The night opened with a performance by Talia Keys, an excellently structured first set for the night. Her raspy voice mixed in with upbeat various instruments accompanying her got the crowd in the mood to move and dance (even though it might not have been the best decision for some (“cough, me, cough”). Her lyrics often depicted the innocence we all shared growing up, but this innocence is being described by such a powerful and well-structured group. The irony of being told to always strive for liberation and freedom by a group who obviously slaves over the perfection of their craft only added to the incredible music being played.

Up next was The Handsome Family, the power duo from Chicago. To hear Rennie and Brett Spark’s voice separately would lead you to expect their tones to clash greatly, as I did when they first entered the stage. Although when they sang together it was very apparent why they were there. The two sang slow and strong with the aid of a bass, a guitar and a little harmonica here and there creating this folky sound, unique to just the two. For never hearing of the group prior, I was pleasantly surprised of the music they played

Alright, now for the grand finale, Andrew Bird. Those who were shopping put down their items, those talking with friends and family quieted, and those using the convenience of the oh-so lovely Honey Buckets quickly ran out in haste. This was a band that could not only grab the audience’s attention, they were able to captivate the crowd. The blues, mixed with indie, mixed with folk, mixed with bliss was enough to make even the shyest sway back and forth to the push and pull of the violinist’s bow. Andrew Bird and his fellow musicians brought this crowd of bruting teenagers together with good-hearted, well structured, and in my opinion, brilliant music. The diversity of music being played by one band was almost overwhelming. This was hands down the best Twilight performance I have attended this year. Such diversity only begs the question, is there anything they cannot do?

Martyn

Five shows into the Twilight series and it has begun to feel like the ultimate tentpoles of summer. Good or less than great, each show has brought a capstone to a hot, often aimless summer week since the end of July. So this night, feeling the slow burn finishing towards an ending, I entered in through the familiar gates, passing off a more than familiar greeting to the attendants and stepped into Twilight number six.

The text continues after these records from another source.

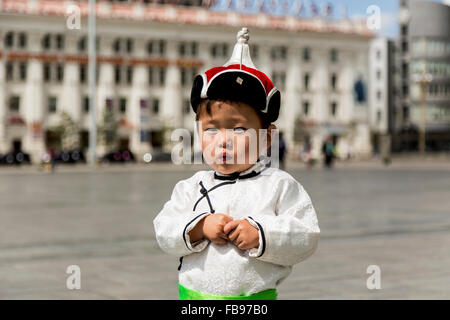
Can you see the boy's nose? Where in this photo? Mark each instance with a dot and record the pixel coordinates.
(225, 141)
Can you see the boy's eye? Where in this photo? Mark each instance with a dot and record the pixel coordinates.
(239, 130)
(211, 130)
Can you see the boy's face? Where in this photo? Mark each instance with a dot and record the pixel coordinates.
(230, 136)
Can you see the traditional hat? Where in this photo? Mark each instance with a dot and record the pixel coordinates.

The local opener Talia Keys and the Love brought energy to the crowd immediately with long, funky songs of empowerment. As a local band, I had seen their moniker around here and there but had never the opportunity to see the band live. Through numerous thanks to Andrew Bird, their songs approached levels of fun without intensity. The sounds livened the crowd into dancing which spread out across the park in clear definition of the term “good-vibes”. Talia and each member of the Love played with a gracious confidence in what beheld the beauty of the local opener’s importance.

After the first set, I sat calmly eating pizza within the sponsor area (once again) whilst unbeknownst to myself, someone sent me photos of myself eating, replying on my phone, watching some birds. My thoughts were, as if this whole writing and observation through subjective tendencies couldn’t get meta enough, but now I had to see myself within a process. Luckily, The Handsome Family came on stage, upsetting the stream of pictures by playing alt-folk songs of solitude and pensiveness. I realized much too late to be hyped that it was that Handsome Family but I enjoyed the music nonetheless. Country is an often overlooked genre unless it delves into the classic sense of real roots country, which is what the band did. Their set was short and ultimately sweet. 

By the time the sun had set, Andrew Bird came out alone and whistled, plucked his violin, and greeted the crowd in a dapper white suit jacket. His band played wonderfully some classic alt-rock sounding songs and his voice bellowed out across the night sky with restrained passion. I was sure the likenening to Rufus Wainwright has been made to Mr. Bird, but his voice crept along the same lines. I was unfortunate to not stay for the entire set, but I weaved through the crowd, larger than anticipated towards the outside. I felt mixtures of anticipation for the last show in a week, I felt penultimate to the extreme.